Broader Significance

This message exemplifies a recurring theme in the larger session: the gap between what should work in theory and what actually works on novel hardware. The Blackwell sm_120 architecture, being relatively new, lacks the optimized kernel libraries (cuDNN, cuBLAS) that make deployment predictable on older architectures. Every configuration parameter becomes a potential failure point, and every optimization introduces new constraints.

The memory fraction adjustment here is a microcosm of the entire optimization campaign: a series of trade-offs where each gain in one dimension (throughput via MTP) creates pressure in another dimension (memory for graph capture). The assistant's role is to navigate these trade-offs systematically, measuring at each step and adjusting based on empirical evidence rather than intuition.

The fix also highlights the importance of understanding the full lifecycle of a serving system.

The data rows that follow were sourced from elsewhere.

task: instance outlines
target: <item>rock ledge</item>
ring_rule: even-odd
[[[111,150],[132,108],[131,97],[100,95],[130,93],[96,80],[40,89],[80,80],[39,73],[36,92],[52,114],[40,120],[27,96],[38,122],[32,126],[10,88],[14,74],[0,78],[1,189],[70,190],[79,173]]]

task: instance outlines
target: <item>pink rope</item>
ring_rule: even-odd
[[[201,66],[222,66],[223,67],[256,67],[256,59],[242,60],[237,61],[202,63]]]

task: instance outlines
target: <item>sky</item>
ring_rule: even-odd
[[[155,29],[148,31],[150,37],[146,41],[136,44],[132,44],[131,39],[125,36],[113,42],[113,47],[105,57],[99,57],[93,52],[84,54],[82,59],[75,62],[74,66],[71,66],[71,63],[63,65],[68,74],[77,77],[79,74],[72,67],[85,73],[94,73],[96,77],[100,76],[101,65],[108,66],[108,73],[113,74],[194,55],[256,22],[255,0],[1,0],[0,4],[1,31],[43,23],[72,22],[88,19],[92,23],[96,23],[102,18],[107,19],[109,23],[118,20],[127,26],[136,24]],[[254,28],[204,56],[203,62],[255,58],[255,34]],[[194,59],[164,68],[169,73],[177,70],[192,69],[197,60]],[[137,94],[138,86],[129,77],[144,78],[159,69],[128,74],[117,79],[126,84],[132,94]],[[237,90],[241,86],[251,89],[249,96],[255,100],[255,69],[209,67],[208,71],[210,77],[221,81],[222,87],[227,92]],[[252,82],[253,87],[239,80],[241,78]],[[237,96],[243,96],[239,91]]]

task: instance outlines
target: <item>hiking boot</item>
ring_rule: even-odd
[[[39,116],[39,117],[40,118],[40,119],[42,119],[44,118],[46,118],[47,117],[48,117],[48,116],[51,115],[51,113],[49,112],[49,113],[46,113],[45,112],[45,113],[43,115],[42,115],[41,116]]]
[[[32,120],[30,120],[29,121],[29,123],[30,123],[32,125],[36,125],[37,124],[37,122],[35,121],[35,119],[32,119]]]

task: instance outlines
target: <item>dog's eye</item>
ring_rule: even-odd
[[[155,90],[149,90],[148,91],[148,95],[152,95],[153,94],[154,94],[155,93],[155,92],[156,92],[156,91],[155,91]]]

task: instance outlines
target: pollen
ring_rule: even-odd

Model loading, graph capture, and inference each have different memory profiles. A configuration that works for inference may fail during graph capture, and vice versa. The memory fraction must be set to accommodate the peak memory phase, not just the steady-state inference phase.

Conclusion

Message [msg 12477] captures a critical moment of diagnosis and recovery in a complex deployment campaign. Faced with a CUDA OOM crash during MTP speculative decoding graph capture, the assistant correctly identified the root cause—doubled memory requirements from draft and verify graph paths—and applied a calibrated fix: lowering the memory fraction from 0.70 to 0.60 and capping the CUDA graph batch size at 16. The reasoning demonstrates deep knowledge of GPU memory budgeting, CUDA graph mechanics, and the SGLang serving stack, all applied under the pressure of a failed deployment.

The fix itself is elegant in its minimalism: it changes only two parameters, preserves the experimental configuration for benchmarking, and is grounded in a clear mental model of where the memory is going. Whether the fix succeeds or fails will be determined in the next message, but the diagnostic process itself is a masterclass in systematic debugging of large model deployments.